Pretending to be grown-up

Eleanor Fitzsimons:
The Life and Loves of E. Nesbit
Duckworth 2019

There is only one way [to understand children]: to remember what you thought and felt and liked and hated when you yourself were a child. […] There is no other way.

Daisy Nesbit, Edith Bland and Mrs Tommy Tucker: just three of the many sides to one extraordinary character.
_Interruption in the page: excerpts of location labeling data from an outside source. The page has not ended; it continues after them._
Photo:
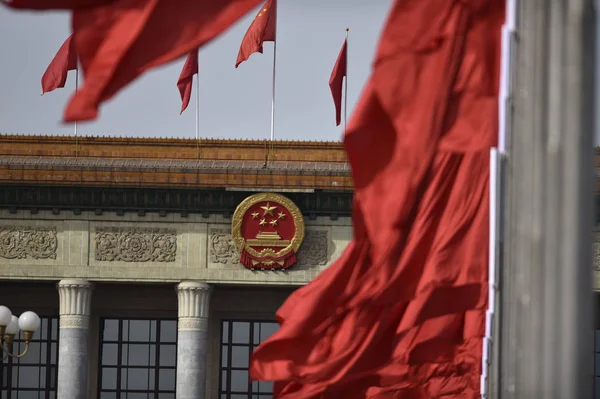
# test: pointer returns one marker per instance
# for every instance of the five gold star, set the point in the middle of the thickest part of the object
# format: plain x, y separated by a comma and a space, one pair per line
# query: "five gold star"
268, 209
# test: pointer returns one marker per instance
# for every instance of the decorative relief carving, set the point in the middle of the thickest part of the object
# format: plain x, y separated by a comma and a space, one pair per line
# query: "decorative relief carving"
222, 248
596, 255
136, 244
21, 242
314, 250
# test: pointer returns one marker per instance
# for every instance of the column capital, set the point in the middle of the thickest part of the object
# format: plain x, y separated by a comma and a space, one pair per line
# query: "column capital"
193, 299
75, 300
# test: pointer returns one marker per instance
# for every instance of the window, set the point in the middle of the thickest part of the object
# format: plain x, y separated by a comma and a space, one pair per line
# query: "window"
238, 340
34, 375
137, 359
597, 364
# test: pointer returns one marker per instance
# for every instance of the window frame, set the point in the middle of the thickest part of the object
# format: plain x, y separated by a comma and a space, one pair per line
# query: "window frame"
228, 392
121, 387
10, 365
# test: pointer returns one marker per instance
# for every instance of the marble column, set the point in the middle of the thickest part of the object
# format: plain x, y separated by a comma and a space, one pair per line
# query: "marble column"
75, 299
192, 336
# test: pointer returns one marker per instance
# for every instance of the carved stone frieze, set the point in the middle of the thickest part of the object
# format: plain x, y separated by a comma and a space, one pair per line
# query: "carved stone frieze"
315, 249
136, 244
22, 242
221, 247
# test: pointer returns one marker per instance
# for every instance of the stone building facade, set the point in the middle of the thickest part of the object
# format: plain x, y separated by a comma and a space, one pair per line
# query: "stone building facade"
125, 249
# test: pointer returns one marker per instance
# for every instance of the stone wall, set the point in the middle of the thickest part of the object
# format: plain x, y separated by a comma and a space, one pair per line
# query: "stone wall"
152, 248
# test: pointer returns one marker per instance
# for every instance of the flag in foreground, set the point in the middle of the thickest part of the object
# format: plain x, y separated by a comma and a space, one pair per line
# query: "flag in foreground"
337, 78
401, 314
184, 83
118, 40
64, 61
261, 30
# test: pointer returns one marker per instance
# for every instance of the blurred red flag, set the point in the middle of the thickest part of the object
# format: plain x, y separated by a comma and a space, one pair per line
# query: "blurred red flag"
54, 4
401, 314
184, 83
337, 78
64, 61
117, 41
261, 30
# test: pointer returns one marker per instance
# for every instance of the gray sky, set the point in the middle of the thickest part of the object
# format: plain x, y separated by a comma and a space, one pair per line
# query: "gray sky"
234, 103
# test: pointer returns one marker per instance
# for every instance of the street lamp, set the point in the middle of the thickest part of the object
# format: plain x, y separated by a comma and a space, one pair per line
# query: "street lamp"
29, 322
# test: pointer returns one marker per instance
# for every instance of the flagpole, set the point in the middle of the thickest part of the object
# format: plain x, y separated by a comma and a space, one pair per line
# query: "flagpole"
76, 88
346, 85
198, 111
75, 124
273, 86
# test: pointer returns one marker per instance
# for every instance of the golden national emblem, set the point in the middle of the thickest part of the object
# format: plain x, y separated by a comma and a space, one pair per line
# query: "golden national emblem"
268, 229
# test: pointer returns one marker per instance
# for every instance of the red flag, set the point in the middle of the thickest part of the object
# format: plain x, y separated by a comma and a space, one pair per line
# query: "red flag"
53, 4
119, 41
261, 30
335, 81
64, 61
401, 314
184, 83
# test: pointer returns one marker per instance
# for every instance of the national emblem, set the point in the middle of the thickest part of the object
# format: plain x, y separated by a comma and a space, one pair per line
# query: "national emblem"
268, 229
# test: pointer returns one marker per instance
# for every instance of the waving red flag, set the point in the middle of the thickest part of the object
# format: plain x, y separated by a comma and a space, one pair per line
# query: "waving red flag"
117, 41
401, 314
54, 4
261, 30
337, 78
64, 61
184, 83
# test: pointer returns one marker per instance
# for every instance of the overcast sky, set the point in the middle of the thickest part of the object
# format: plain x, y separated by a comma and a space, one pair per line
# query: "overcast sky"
234, 103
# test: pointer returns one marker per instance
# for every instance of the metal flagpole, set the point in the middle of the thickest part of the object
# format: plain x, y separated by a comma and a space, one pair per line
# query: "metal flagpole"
198, 109
76, 88
273, 88
346, 85
75, 124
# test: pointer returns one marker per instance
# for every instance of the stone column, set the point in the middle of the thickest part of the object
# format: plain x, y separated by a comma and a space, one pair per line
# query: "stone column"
75, 298
192, 336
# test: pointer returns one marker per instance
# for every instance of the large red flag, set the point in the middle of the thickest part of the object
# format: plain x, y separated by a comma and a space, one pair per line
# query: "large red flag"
64, 61
118, 41
337, 78
263, 29
401, 314
184, 83
54, 4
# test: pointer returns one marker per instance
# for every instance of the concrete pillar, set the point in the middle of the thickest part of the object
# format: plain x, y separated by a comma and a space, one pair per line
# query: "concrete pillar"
546, 333
75, 299
192, 336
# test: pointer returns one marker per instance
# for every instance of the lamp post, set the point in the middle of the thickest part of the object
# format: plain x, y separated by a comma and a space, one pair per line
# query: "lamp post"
28, 322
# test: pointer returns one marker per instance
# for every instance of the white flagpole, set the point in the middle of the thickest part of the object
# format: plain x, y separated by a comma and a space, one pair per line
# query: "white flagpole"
273, 88
346, 85
76, 88
198, 104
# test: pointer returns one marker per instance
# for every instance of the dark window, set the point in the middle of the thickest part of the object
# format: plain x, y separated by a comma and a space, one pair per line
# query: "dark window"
34, 375
137, 359
238, 340
597, 364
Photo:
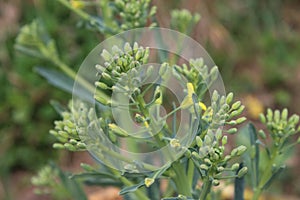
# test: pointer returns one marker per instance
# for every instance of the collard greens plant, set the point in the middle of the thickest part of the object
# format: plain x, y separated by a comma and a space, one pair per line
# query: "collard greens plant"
206, 162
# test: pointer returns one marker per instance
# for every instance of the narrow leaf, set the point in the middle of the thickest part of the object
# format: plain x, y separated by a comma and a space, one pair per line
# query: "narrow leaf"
254, 160
132, 188
239, 185
273, 177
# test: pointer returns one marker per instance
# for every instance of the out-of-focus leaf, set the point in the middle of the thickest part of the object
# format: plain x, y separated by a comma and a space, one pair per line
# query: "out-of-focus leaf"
132, 188
56, 78
70, 184
254, 160
97, 175
58, 107
273, 177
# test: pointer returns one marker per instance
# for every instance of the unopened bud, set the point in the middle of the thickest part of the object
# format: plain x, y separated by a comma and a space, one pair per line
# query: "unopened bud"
149, 182
242, 172
229, 98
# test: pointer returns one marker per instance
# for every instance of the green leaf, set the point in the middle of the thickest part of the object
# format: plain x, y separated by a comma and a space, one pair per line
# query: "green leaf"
71, 185
132, 188
239, 186
96, 175
56, 78
273, 177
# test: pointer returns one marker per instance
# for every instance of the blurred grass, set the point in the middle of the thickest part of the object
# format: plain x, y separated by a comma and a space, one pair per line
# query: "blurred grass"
258, 40
26, 114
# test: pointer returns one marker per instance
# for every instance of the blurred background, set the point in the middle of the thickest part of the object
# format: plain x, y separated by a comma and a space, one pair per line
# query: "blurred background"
255, 43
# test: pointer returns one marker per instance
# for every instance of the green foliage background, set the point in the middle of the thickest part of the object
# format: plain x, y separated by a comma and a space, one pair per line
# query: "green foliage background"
259, 39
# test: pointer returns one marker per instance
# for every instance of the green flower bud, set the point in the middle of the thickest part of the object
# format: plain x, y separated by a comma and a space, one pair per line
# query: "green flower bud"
100, 68
241, 149
63, 134
204, 167
277, 116
158, 96
149, 181
87, 167
106, 55
199, 141
127, 47
220, 169
242, 172
139, 118
269, 115
207, 161
174, 143
207, 140
101, 100
231, 123
215, 96
53, 132
298, 140
70, 147
284, 114
163, 69
219, 134
117, 130
262, 118
81, 145
229, 98
224, 140
227, 158
235, 166
241, 120
106, 76
101, 85
214, 72
262, 134
196, 155
216, 182
58, 146
236, 105
232, 131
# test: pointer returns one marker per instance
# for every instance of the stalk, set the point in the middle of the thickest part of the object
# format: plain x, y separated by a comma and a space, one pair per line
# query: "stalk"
205, 188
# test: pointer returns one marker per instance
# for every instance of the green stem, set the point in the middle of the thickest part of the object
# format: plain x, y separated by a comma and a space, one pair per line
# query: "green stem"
266, 176
180, 179
79, 12
205, 188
One a fearful yet imaginative child, deprived of a father at an early age, shifting from pillar to post, to and fro across the English Channel; the second a dedicated socialist married to a prodigious womaniser, soon to become a successful writer of children’s fiction and friend to established and aspiring literati; the last a widow, remarrying for love but plagued by health issues, finally buried in a Kentish churchyard on Romney Marsh.

Edith Nesbit’s singular life — spanning over six decades, encompassing the late Victorian and Edwardian periods and witnessing momentous movements and events — is fully documented in this new Nesbit biography, the second in as many years, complete with references, a detailed index and a selection of some dozen images.

Exceedingly well researched, The Life and Loves of E Nesbit largely lets contemporary documents speak for themselves so that the reader may hear authentic voices and individual opinions, both so important in gauging the impact this woman had on those who met her, knew her, and read her.